Gay disco was hot, and so was Studio 54 and the Christopher Day Parade along conservative Fifth Avenue. Fire Island became a gay summer playground.
It was all deliriously sensual. I remember gay women’s tea dances in The Hamptons, hundreds of hungry eyes devouring each other. It was a childlike state of “going crazy in the candy store”.
But in the mid-1980s, the HIV and Aids epidemic brought many gay deaths and much reasoning. Caution settled in, and lasting partnerships were pursued.
As a result of being othered and shamed, while growing up, I had become defiant and self-reliant. I was drawn to “deviant others”, relating with ease to ostracised people.
Today I live the blessings of those choices. I understand the pull to acquire social status and affluence through work achievements. I have proved to the world, but most of all to myself, that I am worthy.
In my 20s, I formulated my vision of working in intercultural communication all over the world.
And so, I did – as a psychologist, and later in Silicon Valley as a pioneering high-tech executive, developing global network connectivity in the days before the Internet.
My business career led to my own international management consulting firm.
And my love life? I look back at a few short-lived relationships and four longer ones.

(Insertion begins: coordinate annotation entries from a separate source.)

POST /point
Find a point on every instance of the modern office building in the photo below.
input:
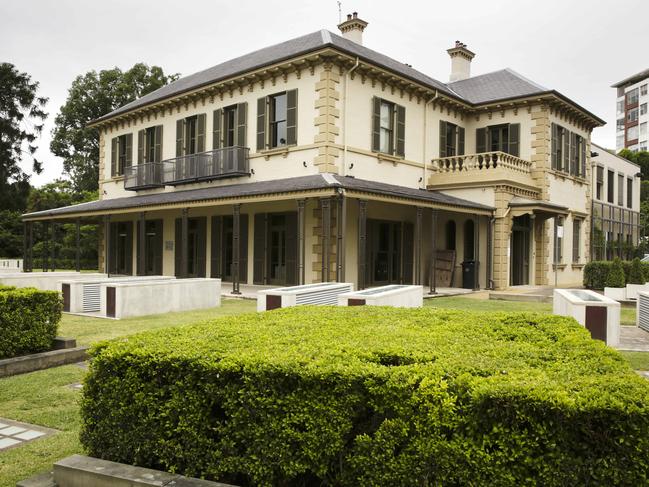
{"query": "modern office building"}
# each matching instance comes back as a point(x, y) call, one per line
point(631, 112)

Life-phase partners were the best I could do, being so affected by early relational trauma, rejection, abandonment, and split-off.
Later in life, I could own my incessant search for love as a sometimes-ill-fated emotional pattern of child-like attraction, paired with pain and fear of the sure-to-follow ending.
In my mid-50s, after ending the business phase of life, I was invited to come and work in South Africa.
I shifted into restorative, intercultural, and intersectional dialogue and the entrepreneurial mentoring of women.
It flowed so effortlessly and passionately from the way I had lived and related. I was and am openly gay.
Today I feel such admiration for young gay men and women boldly coming out and being accepted so much more by their families.
Because of the groundwork laid by gay social activists here and the world over, integration, not trauma, is a possibility for many young gay people.
I feel at peace. I am open and light-hearted as a gay woman. I often speak about my journey during LGBTQ dialogue meetings, trusting that it will bring hope and joy to someone.